Source code in src/paglets/artifacts.py
class ArtifactStore:
    """Host-owned binary artifact storage with atomic temp-file cleanup."""

    def __init__(
        self,
        root: str | Path,
        *,
        host_url: str,
        max_artifact_bytes: int | None = DEFAULT_ARTIFACT_MAX_BYTES,
        quota_bytes: int | None = DEFAULT_ARTIFACT_STORAGE_QUOTA_BYTES,
        spool_ttl_seconds: float = DEFAULT_ARTIFACT_SPOOL_TTL_SECONDS,
    ):
        self.root = Path(root).expanduser().resolve(strict=False)
        self.host_url = host_url.rstrip("/")
        self.max_artifact_bytes = 0 if max_artifact_bytes is None else max(0, int(max_artifact_bytes))
        self.quota_bytes = None if quota_bytes is None else max(0, int(quota_bytes))
        self.spool_ttl_seconds = max(1.0, float(spool_ttl_seconds))
        self._blobs = self.root / "blobs"
        self._meta = self.root / "metadata"
        self._tmp = self.root / "tmp"
        self._ensure_dirs()

    def set_host_url(self, host_url: str) -> None:
        self.host_url = host_url.rstrip("/")

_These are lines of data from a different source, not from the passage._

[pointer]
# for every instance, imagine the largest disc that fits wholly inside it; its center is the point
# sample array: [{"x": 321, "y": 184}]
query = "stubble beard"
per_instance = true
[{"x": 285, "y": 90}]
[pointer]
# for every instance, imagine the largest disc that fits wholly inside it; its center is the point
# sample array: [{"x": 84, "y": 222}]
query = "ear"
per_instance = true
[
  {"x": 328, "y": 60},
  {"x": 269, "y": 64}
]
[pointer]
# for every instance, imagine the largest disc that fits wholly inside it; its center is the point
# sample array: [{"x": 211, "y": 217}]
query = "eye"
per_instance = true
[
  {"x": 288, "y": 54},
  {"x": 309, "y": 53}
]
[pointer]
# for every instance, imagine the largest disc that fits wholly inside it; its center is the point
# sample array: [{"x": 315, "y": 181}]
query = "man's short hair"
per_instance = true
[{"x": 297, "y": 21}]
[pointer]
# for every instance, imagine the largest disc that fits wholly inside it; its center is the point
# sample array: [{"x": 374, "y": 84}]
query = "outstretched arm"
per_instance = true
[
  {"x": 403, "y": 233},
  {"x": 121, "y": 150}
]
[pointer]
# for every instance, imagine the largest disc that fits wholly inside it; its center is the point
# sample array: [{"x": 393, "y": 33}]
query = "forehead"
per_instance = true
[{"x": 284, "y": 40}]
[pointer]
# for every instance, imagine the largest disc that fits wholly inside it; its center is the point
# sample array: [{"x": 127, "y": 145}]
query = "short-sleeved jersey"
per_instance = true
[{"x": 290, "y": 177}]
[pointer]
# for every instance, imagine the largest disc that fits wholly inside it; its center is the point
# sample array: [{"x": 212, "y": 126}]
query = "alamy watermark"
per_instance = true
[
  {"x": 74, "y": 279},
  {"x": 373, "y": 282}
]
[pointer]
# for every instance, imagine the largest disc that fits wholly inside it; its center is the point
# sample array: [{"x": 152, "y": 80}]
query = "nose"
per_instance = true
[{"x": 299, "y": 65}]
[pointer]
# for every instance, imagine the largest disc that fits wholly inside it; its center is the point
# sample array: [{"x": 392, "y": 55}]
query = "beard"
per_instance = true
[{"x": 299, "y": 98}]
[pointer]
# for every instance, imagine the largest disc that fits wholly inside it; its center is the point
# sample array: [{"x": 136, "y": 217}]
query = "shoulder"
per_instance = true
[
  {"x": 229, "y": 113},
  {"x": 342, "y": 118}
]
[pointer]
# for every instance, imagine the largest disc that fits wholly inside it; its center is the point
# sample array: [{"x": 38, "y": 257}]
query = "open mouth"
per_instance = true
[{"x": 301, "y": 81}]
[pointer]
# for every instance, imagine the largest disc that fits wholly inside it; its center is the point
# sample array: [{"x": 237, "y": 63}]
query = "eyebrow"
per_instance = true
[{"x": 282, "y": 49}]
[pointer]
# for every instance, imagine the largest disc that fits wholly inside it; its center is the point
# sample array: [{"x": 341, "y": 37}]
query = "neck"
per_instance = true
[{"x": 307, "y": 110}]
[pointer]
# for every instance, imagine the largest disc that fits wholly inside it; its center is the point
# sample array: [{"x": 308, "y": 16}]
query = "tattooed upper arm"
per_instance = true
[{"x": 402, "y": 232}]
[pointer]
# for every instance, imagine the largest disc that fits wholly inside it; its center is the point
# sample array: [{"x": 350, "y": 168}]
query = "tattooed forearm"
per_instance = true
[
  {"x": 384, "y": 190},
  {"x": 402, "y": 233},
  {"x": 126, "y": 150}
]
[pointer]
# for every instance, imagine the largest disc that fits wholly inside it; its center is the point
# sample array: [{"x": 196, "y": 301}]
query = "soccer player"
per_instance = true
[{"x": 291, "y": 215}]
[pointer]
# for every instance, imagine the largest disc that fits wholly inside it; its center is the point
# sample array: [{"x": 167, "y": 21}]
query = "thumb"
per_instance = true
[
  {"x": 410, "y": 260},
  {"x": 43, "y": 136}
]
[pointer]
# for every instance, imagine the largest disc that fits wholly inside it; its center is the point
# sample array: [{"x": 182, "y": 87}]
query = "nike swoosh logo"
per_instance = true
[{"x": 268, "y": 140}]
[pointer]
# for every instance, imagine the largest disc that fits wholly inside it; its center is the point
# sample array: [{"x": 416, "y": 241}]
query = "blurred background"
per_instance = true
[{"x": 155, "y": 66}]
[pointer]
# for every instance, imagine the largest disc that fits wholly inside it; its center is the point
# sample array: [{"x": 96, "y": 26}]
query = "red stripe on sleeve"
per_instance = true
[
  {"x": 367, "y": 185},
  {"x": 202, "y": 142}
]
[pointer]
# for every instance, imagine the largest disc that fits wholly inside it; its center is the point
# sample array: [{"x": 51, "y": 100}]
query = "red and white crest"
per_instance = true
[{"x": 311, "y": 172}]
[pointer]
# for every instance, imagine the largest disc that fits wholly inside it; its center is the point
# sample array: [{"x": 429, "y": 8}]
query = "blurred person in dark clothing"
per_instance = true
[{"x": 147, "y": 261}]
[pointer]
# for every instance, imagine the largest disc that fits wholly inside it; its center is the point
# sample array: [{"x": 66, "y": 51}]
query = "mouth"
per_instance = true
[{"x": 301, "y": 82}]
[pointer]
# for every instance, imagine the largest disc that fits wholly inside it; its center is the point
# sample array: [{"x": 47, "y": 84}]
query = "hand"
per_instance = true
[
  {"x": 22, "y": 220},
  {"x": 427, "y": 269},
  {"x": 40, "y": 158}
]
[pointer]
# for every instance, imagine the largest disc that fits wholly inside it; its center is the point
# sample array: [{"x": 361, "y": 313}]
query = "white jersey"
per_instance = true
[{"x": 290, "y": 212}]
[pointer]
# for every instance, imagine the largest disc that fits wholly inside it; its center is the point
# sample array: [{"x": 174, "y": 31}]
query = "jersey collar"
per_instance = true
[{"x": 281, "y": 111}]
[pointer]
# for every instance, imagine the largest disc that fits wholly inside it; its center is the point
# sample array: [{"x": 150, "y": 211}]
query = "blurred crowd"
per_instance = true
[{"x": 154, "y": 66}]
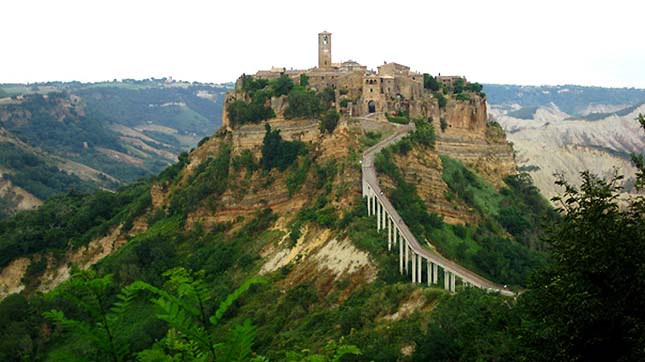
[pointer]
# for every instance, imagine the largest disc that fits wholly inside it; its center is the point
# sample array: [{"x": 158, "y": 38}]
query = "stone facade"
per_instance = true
[{"x": 392, "y": 89}]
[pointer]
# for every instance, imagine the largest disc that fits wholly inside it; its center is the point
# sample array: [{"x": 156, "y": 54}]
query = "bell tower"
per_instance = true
[{"x": 324, "y": 50}]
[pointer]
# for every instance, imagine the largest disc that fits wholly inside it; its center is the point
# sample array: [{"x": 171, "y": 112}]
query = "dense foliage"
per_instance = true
[
  {"x": 329, "y": 121},
  {"x": 483, "y": 247},
  {"x": 278, "y": 153},
  {"x": 430, "y": 82},
  {"x": 36, "y": 175},
  {"x": 70, "y": 219},
  {"x": 303, "y": 103}
]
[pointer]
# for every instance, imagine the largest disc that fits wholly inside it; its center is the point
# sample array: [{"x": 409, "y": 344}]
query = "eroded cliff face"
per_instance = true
[
  {"x": 321, "y": 253},
  {"x": 462, "y": 133},
  {"x": 469, "y": 138}
]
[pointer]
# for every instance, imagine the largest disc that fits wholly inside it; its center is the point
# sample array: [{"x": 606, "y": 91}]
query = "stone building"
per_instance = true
[{"x": 392, "y": 89}]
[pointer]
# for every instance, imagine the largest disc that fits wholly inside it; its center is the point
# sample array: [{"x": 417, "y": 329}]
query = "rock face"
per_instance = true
[
  {"x": 469, "y": 138},
  {"x": 566, "y": 146}
]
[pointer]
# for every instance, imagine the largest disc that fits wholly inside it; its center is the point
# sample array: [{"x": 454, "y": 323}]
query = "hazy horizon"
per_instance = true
[{"x": 542, "y": 43}]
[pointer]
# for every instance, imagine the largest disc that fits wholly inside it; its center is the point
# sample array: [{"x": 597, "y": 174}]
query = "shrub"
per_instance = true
[
  {"x": 278, "y": 153},
  {"x": 443, "y": 124},
  {"x": 329, "y": 121},
  {"x": 281, "y": 85},
  {"x": 441, "y": 99},
  {"x": 463, "y": 97},
  {"x": 302, "y": 103},
  {"x": 430, "y": 82},
  {"x": 304, "y": 80}
]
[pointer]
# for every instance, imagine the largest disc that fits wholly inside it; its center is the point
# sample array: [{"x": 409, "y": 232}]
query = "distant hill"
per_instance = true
[
  {"x": 572, "y": 99},
  {"x": 59, "y": 136},
  {"x": 569, "y": 129}
]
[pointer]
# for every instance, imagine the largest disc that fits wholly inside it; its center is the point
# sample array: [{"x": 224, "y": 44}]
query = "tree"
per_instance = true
[
  {"x": 441, "y": 99},
  {"x": 459, "y": 86},
  {"x": 277, "y": 152},
  {"x": 303, "y": 103},
  {"x": 183, "y": 306},
  {"x": 281, "y": 85},
  {"x": 328, "y": 96},
  {"x": 89, "y": 293},
  {"x": 474, "y": 87},
  {"x": 638, "y": 160},
  {"x": 430, "y": 82},
  {"x": 588, "y": 304},
  {"x": 304, "y": 80},
  {"x": 329, "y": 121}
]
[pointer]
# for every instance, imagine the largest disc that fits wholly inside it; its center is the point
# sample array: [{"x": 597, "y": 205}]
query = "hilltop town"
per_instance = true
[{"x": 393, "y": 89}]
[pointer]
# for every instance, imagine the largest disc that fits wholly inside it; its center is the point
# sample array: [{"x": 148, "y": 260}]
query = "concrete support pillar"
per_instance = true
[
  {"x": 453, "y": 281},
  {"x": 414, "y": 268},
  {"x": 407, "y": 256},
  {"x": 389, "y": 233},
  {"x": 435, "y": 274},
  {"x": 369, "y": 211},
  {"x": 446, "y": 279},
  {"x": 378, "y": 215},
  {"x": 401, "y": 258}
]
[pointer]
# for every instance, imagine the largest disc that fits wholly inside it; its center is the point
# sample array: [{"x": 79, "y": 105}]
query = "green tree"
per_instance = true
[
  {"x": 441, "y": 99},
  {"x": 278, "y": 153},
  {"x": 304, "y": 80},
  {"x": 281, "y": 85},
  {"x": 89, "y": 294},
  {"x": 303, "y": 103},
  {"x": 588, "y": 305},
  {"x": 329, "y": 121},
  {"x": 430, "y": 82},
  {"x": 183, "y": 304},
  {"x": 637, "y": 159},
  {"x": 328, "y": 96},
  {"x": 459, "y": 86}
]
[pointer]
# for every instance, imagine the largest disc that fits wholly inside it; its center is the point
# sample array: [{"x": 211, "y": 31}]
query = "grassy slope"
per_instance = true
[{"x": 290, "y": 316}]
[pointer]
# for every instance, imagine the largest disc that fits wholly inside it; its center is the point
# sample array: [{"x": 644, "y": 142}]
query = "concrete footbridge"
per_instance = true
[{"x": 412, "y": 255}]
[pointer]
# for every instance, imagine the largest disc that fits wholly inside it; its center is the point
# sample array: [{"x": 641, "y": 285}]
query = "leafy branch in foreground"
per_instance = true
[
  {"x": 191, "y": 337},
  {"x": 88, "y": 292},
  {"x": 638, "y": 161}
]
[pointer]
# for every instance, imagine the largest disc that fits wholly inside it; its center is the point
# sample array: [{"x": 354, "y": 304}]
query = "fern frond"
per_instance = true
[
  {"x": 226, "y": 304},
  {"x": 239, "y": 344}
]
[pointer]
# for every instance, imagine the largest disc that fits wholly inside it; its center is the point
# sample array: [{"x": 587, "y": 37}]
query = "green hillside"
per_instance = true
[
  {"x": 84, "y": 136},
  {"x": 186, "y": 286}
]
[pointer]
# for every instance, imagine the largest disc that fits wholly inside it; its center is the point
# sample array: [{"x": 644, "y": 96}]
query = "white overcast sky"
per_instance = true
[{"x": 520, "y": 42}]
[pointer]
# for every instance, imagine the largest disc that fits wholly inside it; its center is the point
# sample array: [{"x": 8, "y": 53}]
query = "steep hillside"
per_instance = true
[
  {"x": 62, "y": 136},
  {"x": 282, "y": 200},
  {"x": 571, "y": 99},
  {"x": 554, "y": 143}
]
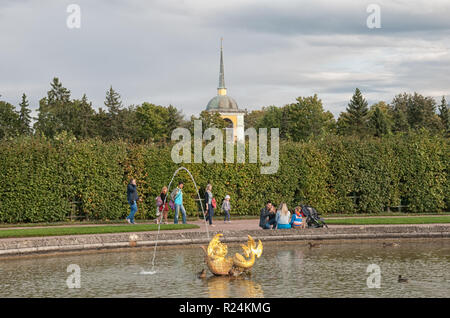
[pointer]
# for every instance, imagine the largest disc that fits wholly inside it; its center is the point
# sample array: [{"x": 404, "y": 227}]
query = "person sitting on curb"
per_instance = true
[
  {"x": 132, "y": 198},
  {"x": 267, "y": 216},
  {"x": 283, "y": 217},
  {"x": 226, "y": 207},
  {"x": 297, "y": 220},
  {"x": 177, "y": 197}
]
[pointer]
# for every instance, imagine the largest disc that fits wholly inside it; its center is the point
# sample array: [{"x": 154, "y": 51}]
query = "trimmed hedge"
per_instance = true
[{"x": 48, "y": 180}]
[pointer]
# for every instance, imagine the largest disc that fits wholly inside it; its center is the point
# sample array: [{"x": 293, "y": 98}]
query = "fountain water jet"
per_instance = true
[{"x": 159, "y": 224}]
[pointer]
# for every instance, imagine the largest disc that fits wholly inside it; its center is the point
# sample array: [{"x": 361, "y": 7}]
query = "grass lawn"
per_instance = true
[
  {"x": 390, "y": 220},
  {"x": 52, "y": 231}
]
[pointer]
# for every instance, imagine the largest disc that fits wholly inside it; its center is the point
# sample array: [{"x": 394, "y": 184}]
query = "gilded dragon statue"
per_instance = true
[{"x": 220, "y": 265}]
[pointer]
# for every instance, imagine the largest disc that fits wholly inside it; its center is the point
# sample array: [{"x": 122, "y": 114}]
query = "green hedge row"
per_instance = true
[{"x": 48, "y": 180}]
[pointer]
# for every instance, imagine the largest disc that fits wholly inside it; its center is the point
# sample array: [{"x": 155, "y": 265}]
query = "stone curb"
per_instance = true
[{"x": 26, "y": 246}]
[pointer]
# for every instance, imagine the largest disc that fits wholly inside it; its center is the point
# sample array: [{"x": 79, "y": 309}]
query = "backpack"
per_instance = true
[{"x": 158, "y": 201}]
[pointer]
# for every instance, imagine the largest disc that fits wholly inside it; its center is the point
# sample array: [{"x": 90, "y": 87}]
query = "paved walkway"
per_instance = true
[{"x": 219, "y": 225}]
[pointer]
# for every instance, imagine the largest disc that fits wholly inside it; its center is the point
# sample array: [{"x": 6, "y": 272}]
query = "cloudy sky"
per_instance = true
[{"x": 167, "y": 51}]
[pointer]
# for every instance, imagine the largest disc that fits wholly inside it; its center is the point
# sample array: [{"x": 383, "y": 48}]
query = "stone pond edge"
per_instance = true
[{"x": 55, "y": 244}]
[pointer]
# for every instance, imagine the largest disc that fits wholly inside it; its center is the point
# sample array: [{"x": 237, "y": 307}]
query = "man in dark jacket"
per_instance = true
[
  {"x": 265, "y": 220},
  {"x": 132, "y": 198}
]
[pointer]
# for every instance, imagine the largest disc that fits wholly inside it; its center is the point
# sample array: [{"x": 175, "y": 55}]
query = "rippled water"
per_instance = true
[{"x": 284, "y": 270}]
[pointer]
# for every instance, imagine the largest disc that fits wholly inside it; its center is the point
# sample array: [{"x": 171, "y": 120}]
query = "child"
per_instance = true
[
  {"x": 226, "y": 208},
  {"x": 297, "y": 220}
]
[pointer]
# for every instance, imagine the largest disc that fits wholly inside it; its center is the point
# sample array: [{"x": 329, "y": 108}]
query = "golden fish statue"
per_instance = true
[{"x": 219, "y": 264}]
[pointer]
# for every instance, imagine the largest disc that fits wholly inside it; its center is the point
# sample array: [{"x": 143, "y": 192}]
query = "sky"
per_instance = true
[{"x": 167, "y": 51}]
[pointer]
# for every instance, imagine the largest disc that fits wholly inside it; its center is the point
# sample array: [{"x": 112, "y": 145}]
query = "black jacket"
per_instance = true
[
  {"x": 132, "y": 195},
  {"x": 263, "y": 216}
]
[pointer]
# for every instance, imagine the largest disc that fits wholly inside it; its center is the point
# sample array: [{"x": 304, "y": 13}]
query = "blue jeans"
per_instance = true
[
  {"x": 210, "y": 213},
  {"x": 133, "y": 210},
  {"x": 272, "y": 222},
  {"x": 227, "y": 215},
  {"x": 183, "y": 212}
]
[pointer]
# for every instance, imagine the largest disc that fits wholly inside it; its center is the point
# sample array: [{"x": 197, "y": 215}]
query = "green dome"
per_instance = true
[{"x": 222, "y": 102}]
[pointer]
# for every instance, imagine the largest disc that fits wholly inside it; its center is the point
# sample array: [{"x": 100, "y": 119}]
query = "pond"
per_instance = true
[{"x": 284, "y": 270}]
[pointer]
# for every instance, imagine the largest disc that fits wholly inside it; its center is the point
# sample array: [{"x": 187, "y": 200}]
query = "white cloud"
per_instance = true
[{"x": 166, "y": 52}]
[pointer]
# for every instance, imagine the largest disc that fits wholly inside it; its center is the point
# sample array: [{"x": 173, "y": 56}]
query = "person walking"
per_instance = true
[
  {"x": 164, "y": 207},
  {"x": 209, "y": 204},
  {"x": 267, "y": 216},
  {"x": 297, "y": 220},
  {"x": 283, "y": 217},
  {"x": 177, "y": 197},
  {"x": 226, "y": 207},
  {"x": 132, "y": 198}
]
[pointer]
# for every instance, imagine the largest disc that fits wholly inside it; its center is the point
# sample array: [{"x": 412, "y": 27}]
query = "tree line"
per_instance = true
[{"x": 58, "y": 112}]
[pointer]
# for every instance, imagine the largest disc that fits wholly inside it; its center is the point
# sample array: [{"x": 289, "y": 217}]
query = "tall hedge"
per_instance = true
[{"x": 44, "y": 180}]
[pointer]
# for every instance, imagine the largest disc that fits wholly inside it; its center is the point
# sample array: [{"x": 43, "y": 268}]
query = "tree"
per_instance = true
[
  {"x": 81, "y": 114},
  {"x": 414, "y": 111},
  {"x": 209, "y": 120},
  {"x": 357, "y": 110},
  {"x": 24, "y": 117},
  {"x": 307, "y": 118},
  {"x": 252, "y": 118},
  {"x": 9, "y": 120},
  {"x": 54, "y": 113},
  {"x": 113, "y": 128},
  {"x": 153, "y": 122},
  {"x": 379, "y": 123},
  {"x": 444, "y": 115},
  {"x": 112, "y": 102},
  {"x": 272, "y": 118}
]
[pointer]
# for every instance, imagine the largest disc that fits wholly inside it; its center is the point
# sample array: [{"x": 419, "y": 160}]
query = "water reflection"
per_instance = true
[
  {"x": 240, "y": 287},
  {"x": 284, "y": 270}
]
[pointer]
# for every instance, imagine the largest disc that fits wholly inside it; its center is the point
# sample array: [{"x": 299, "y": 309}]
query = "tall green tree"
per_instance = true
[
  {"x": 307, "y": 118},
  {"x": 444, "y": 115},
  {"x": 209, "y": 120},
  {"x": 153, "y": 122},
  {"x": 379, "y": 123},
  {"x": 9, "y": 120},
  {"x": 414, "y": 111},
  {"x": 54, "y": 113},
  {"x": 82, "y": 115},
  {"x": 113, "y": 128},
  {"x": 356, "y": 119},
  {"x": 24, "y": 117}
]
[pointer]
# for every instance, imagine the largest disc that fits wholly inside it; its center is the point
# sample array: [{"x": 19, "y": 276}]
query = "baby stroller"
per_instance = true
[{"x": 312, "y": 217}]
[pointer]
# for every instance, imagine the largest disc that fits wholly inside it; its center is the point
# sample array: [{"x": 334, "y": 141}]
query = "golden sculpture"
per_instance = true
[{"x": 220, "y": 265}]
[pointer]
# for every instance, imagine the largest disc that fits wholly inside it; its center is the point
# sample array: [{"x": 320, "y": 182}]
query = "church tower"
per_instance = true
[{"x": 226, "y": 106}]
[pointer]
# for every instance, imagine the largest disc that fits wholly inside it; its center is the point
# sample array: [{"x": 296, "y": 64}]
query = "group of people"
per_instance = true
[
  {"x": 272, "y": 218},
  {"x": 175, "y": 202}
]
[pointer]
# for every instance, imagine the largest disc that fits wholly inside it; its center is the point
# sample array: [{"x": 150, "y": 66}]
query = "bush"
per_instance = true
[{"x": 46, "y": 180}]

    def cleanup_temporary(self, *, now: float | None = None) -> None:
        current = time.time() if now is None else now
        self._ensure_dirs()
        for path in self._tmp.glob("*.part"):
            with contextlib.suppress(OSError):
                if current - path.stat().st_mtime >= self.spool_ttl_seconds:
                    path.unlink()
        for ref in self.list():
            if ref.expires_at > 0 and ref.expires_at <= current:
                self.delete(ref.artifact_id)

    def create_from_path(
        self,
        source: str | Path,
        *,
        owner_agent_id: str = "",
        name: str | None = None,
        compression: str = "",
        expires_at: float = 0.0,
        expected_sha256: str | None = None,
    ) -> ArtifactWriteResult:
        path = Path(source)
        if not path.is_file():
            raise TransferError(f"artifact source is not a file: {path}")
        size = path.stat().st_size
        with path.open("rb") as handle:
            return self.create_from_stream(
                handle,
                size_bytes=size,
                owner_agent_id=owner_agent_id,
                name=name or path.name,
                compression=compression,
                expires_at=expires_at,
                expected_sha256=expected_sha256,
            )

    def create_from_http_request(
        self,
        headers: Any,
        source: Any,
        *,
        owner_agent_id: str = "",
        name: str = "",
        compression: str = "",
        expires_at: float = 0.0,
        expected_sha256: str | None = None,
    ) -> ArtifactWriteResult:
        transfer_encoding = str(headers.get("Transfer-Encoding") or "").casefold()
        length = int(headers.get("Content-Length") or 0)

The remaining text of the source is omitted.